Lüneburger SK verpasst das Finale

Günther Bröde

Regionalliga-Fußballer unterliegen im Halbfinale des Niedersachsen-Pokals mit 1:2 beim SV Meppen

Lüneburg. Eine volle Tribüne, dazu ein von der Sonne gefluteter Rasenplatz. Die äußeren Voraussetzungen für ein Fußballfest waren im Emsland gegeben. Jetzt mussten die Fußballer vom Lüneburger SK Hansa nur noch das Halbfinale um den Krombacher-Pokal (Niedersachsen-Pokal) gewinnen, um mit dem Einzug ins Endspiel zugleich die Qualifikation für den DFB-Pokal zu gewinnen. Doch die Hausherren vom Ligarivalen SV Meppen hatten etwas dagegen und nutzten ihren Heimvorteil, die Lüneburger flogen mit 1:2 aus dem Pokal.
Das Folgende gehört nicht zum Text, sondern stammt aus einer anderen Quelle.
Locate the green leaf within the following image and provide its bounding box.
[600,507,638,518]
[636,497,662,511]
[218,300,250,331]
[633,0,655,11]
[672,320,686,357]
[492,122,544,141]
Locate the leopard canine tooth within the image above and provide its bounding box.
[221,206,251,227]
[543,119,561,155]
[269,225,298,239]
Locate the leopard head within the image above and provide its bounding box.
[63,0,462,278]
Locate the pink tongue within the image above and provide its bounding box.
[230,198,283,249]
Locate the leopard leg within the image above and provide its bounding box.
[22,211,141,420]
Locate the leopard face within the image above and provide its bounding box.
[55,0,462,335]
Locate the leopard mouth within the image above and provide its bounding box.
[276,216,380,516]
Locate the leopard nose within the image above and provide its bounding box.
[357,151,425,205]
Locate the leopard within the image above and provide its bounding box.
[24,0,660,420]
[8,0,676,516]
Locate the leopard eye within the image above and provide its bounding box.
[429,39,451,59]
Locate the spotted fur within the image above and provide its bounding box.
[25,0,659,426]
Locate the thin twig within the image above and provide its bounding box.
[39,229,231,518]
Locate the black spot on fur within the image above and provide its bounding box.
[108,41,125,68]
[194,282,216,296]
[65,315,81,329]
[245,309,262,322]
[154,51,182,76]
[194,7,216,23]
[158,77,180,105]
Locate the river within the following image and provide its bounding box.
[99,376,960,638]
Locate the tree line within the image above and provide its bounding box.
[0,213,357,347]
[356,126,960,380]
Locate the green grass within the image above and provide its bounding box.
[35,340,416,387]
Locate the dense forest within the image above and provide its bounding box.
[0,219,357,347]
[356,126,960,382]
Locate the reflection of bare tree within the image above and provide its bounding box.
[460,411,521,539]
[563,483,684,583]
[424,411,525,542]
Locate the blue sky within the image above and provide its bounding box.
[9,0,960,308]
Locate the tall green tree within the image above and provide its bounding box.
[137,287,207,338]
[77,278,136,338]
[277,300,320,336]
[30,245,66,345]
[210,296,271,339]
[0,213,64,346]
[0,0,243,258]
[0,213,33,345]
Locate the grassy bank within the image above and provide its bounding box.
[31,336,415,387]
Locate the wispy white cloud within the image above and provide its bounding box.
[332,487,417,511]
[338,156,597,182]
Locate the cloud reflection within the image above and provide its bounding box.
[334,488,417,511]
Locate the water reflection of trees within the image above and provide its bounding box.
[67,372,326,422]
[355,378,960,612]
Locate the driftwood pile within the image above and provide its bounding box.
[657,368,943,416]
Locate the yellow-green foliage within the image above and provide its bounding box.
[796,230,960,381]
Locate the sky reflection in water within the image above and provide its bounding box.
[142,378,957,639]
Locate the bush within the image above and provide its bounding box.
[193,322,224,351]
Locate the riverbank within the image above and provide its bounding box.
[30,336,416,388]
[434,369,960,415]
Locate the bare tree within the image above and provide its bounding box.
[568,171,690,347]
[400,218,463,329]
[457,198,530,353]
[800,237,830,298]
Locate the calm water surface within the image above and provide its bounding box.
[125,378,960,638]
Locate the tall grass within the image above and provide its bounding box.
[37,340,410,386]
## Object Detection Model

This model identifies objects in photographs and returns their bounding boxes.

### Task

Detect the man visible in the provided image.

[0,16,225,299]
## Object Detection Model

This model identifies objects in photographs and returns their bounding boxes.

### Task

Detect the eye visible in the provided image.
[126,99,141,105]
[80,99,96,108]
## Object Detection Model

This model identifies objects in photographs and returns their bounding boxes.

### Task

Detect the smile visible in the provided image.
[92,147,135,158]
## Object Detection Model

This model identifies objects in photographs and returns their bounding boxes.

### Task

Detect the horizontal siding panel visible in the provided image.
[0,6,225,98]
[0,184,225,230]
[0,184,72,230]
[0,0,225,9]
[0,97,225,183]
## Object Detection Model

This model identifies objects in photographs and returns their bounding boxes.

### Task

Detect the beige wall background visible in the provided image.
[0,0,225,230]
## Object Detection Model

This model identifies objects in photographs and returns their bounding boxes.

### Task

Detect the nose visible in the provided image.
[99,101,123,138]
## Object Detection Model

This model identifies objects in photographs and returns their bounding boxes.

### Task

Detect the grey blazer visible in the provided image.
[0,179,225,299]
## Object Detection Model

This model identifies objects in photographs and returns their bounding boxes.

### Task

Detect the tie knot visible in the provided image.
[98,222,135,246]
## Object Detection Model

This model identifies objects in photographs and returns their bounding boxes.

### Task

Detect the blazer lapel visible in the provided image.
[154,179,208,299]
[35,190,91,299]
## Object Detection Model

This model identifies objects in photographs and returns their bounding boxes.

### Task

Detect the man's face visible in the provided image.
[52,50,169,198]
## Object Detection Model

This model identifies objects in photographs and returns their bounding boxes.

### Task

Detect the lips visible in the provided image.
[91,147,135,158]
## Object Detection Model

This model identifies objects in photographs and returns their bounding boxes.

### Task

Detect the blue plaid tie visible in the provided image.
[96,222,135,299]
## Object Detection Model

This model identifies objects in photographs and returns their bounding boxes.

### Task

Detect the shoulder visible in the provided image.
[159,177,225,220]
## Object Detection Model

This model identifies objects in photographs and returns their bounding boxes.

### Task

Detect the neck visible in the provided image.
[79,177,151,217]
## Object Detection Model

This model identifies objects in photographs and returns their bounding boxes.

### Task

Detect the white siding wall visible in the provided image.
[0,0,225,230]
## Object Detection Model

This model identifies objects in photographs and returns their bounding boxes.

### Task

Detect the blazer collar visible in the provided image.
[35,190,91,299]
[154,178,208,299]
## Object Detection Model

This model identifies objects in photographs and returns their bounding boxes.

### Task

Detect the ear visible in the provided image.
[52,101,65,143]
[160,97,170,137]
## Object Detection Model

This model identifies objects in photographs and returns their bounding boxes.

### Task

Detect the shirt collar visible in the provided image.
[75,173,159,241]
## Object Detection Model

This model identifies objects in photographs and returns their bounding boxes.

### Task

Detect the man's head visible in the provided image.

Der SV Meppen fand anfangs kein Mittel gegen die gute Lüneburger Defensive. Ali Moslehe, der vorher gerade einen Pass kläglich in die Beine des Gegners gespielt hatte, nutzte nach Flanke von rechts von Björn Schlottke aus drei Metern die zweite Lüneburger Torchance zum 1:0. Nach Foul an Muhamed Alawie im Strafraum bleibt zur Enttäuschung der rund 150 mitgereisten Lüneburger Fans die Pfeife des Schiedsrichters stumm. Durch ein Tor aus dem Nichts durch Martin Wagner kommt Meppen in der 64. Minute zum 1:1 und macht von da an Druck. LSK-Trainer Elard Ostermann bringt Tezcan Karabulut, der schon fünf Tore im Pokalwettbewerb erzielt hat. Dann der Schock – Elfmeter für Meppen und LSK-Torwart Tobias Braun hat keine Chance, den flach ins Eck geschobenen Strafstoß von Max Kremer zu parieren. Meppen hat das Spiel in zehn Minuten gedreht. Die Lüneburger sind am Ende wieder am Drücker, ein letzter Eckball, die Emotionen kochen hoch. Dann der Schlusspfiff, das Stadion jubelt. Der Lüneburger SK hat das Endspiel und damit einen Geldsegen von etwa 120.000 Euro verpasst.